I would not trust either one unless it's all I had. I do trust Remington green box 55 gr PSP even though it's an inch short on the 12" penetration recomendation. Monarch is a little under powered and won't cycle either of my 20" weapons well. The power shok will most likely under penetrate. Read the tacked threads up top and you'll get the low down on right ammo to get.
I have dropped a dab of superglue into the hollow of some hollow-point pistol rounds that I did not want to expand. It did not effect the accuracy of them.
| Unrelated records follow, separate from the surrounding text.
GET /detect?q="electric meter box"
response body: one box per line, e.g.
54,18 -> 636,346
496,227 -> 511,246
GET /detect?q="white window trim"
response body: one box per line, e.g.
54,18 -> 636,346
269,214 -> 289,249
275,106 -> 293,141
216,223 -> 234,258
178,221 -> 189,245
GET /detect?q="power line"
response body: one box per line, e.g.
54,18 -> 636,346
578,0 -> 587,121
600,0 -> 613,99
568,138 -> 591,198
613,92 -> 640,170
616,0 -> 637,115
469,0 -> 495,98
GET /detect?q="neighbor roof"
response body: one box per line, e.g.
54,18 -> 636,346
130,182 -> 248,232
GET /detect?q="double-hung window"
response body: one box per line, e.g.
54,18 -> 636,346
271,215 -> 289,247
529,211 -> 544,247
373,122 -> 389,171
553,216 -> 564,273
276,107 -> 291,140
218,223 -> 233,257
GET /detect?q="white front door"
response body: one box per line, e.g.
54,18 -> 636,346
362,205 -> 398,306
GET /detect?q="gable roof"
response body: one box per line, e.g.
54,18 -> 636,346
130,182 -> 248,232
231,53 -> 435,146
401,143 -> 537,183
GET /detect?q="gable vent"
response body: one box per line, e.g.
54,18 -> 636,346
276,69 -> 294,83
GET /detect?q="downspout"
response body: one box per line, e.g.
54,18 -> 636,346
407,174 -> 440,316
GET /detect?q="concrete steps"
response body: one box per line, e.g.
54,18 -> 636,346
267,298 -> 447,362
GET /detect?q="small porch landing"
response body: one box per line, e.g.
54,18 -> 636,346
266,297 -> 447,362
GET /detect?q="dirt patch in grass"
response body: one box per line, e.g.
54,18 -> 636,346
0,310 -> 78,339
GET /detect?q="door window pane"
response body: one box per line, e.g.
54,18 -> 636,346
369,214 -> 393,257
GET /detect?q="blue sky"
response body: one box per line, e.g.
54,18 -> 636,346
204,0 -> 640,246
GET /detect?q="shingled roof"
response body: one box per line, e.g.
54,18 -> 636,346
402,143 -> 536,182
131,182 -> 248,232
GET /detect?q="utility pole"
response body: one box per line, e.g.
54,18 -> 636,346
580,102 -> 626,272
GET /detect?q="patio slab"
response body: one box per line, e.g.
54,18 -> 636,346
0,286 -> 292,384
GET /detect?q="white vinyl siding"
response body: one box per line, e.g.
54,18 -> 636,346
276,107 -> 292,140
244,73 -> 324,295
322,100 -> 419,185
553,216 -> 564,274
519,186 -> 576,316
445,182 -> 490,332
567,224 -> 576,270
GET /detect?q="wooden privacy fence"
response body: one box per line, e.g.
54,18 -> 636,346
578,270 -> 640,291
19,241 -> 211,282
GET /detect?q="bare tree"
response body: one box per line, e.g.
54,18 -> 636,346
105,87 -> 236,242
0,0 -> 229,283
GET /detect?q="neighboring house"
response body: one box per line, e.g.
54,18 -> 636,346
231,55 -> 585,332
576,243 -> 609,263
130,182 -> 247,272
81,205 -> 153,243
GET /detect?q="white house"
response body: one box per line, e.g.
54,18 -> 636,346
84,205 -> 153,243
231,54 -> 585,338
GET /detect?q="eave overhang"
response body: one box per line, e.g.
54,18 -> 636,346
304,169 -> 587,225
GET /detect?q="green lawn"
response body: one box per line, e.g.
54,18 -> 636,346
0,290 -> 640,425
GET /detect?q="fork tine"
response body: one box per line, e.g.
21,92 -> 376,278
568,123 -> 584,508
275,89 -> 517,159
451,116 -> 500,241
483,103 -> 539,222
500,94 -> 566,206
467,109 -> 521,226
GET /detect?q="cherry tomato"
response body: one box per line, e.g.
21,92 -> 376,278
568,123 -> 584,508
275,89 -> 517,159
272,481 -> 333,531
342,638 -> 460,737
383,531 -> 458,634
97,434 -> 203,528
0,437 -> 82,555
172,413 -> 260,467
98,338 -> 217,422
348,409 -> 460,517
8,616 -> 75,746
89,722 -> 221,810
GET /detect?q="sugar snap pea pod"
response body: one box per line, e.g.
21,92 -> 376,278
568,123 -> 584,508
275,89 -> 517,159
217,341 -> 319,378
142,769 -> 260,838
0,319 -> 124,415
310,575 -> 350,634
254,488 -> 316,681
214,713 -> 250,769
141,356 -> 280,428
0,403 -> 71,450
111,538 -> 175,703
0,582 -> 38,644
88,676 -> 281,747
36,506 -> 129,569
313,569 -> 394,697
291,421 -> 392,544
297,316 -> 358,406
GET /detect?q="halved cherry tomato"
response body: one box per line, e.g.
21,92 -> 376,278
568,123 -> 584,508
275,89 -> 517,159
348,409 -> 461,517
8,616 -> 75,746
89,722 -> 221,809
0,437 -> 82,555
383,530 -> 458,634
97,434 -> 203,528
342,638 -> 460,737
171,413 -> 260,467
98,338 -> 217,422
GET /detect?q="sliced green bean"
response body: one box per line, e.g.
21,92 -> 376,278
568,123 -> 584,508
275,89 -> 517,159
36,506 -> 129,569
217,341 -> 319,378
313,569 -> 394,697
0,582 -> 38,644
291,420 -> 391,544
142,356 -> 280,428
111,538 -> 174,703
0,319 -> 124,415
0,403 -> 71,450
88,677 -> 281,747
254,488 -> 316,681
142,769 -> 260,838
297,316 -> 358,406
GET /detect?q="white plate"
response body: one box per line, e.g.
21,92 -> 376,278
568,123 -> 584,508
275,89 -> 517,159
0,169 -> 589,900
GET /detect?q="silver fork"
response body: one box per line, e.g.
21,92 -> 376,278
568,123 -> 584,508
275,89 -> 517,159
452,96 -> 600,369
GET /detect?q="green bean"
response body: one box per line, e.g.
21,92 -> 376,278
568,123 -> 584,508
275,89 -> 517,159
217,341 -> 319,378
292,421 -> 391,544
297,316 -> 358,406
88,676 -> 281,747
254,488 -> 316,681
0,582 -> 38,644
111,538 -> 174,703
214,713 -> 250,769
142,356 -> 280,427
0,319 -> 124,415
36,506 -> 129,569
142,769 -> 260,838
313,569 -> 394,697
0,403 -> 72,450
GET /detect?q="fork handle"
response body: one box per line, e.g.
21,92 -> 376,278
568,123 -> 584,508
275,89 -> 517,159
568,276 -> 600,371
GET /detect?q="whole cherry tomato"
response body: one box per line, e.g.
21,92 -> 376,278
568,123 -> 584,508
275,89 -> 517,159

Of course, I understand the velocity being much slower than rifle ammo may have some to do with that.
I wonder what would happen with the 50 grain hollow-points if I filled the cavity with some superglue. ??????
I am issued Federal LE223T1, their 55gr JSP round, for use in my 10.5" duty AR. Unfortunately, I had to use it one night and three rounds were fired center of mass from about 20 feet. From what I gather from my LT's that went to the autopsy, the damage was devastating. One round exited his back. We mainly got the JSP's due to their higher performance at lower velocities compared to FMJ's and I'm satisfied in how they performed. I wanted a higher grain bullet at first (maybe 62), so I guess my only concern is adding distance to this 55gr round.
In the current Hunting Ammo thread I recently posted what I've seen from four different loads on whitetails at 100 yds and mostly closer. That plus what all the terminal ballistics guru's note in the oracle . . . it's SP, OTM etc all the way.
Hit a thug in the breadbaket with any .223, and he's defunct.
I notice that the hollow-point referenced in the link you indicated was a 40 grain bullet. I wonder if the extra 10 grains in these Federal hollow-points I have would make any kind of difference.
Only after proper foundational and ongoing repetitive refresher training, cultivating warrior mind-set, and ensuring weapon system reliability do you need to worry about ammunition selection. Most folks would be far better off practicing with what they have, rather than worrying about what is "best". As long as you know your what your weapon and ammo can realistically accomplish, it is all just a matter of training and shot placement. I would much rather go into battle with a guy who practices 15,000 rounds a year using generic 55 gr FMJ out of his old M16A1 than with some guy that has the latest state-of-the-art ammo and rifle, but only shoots 500 rounds a year. If you need to delve into the arcane subject of agency duty ammunition selection, below are the state of the art choices in 5.56 mm/.223:
For LE Patrol use, where there is a high incidence of potential engagements around or involving vehicles, ammunition that is able to effectively penetrate intermediate barriers, particularly vehicle glass is critical. The best LE 5.56 mm/.223 loads for intermediate barrier penetration are the 62 gr Federal bonded JSP Tactical (LE223T3) and the similarly performing 55 gr Federal bonded JSP load (Tactical––LE223T1 or identical Premium Rifle––P223T2). The Swift 75 gr Scirocco bonded PT and 60 gr Nosler Partition JSP bullets are also good choices. The Barnes all copper TSX bullets are great projectiles and offer good penetration through barriers, however, when first hitting a laminated automobile windshield intermediate barrier, the TSX bullets exhibit less expansion than a TBBC, as the Barnes jacket either collapses at the nose, the jacket "petals" fold back against the core, or the "petals" are torn off. This phenomena has been documented by the FBI BRF, as well as being noted in our testing. None of the OTM bullets, even the heavy 75 - 100 gr loads, offer acceptable performance through automobile windshield glass. FWIW, contrary to what many believe, 62 gr M855 FMJ is also not very good against glass. For military use, the M995 AP is the best choice for vehicles and glass.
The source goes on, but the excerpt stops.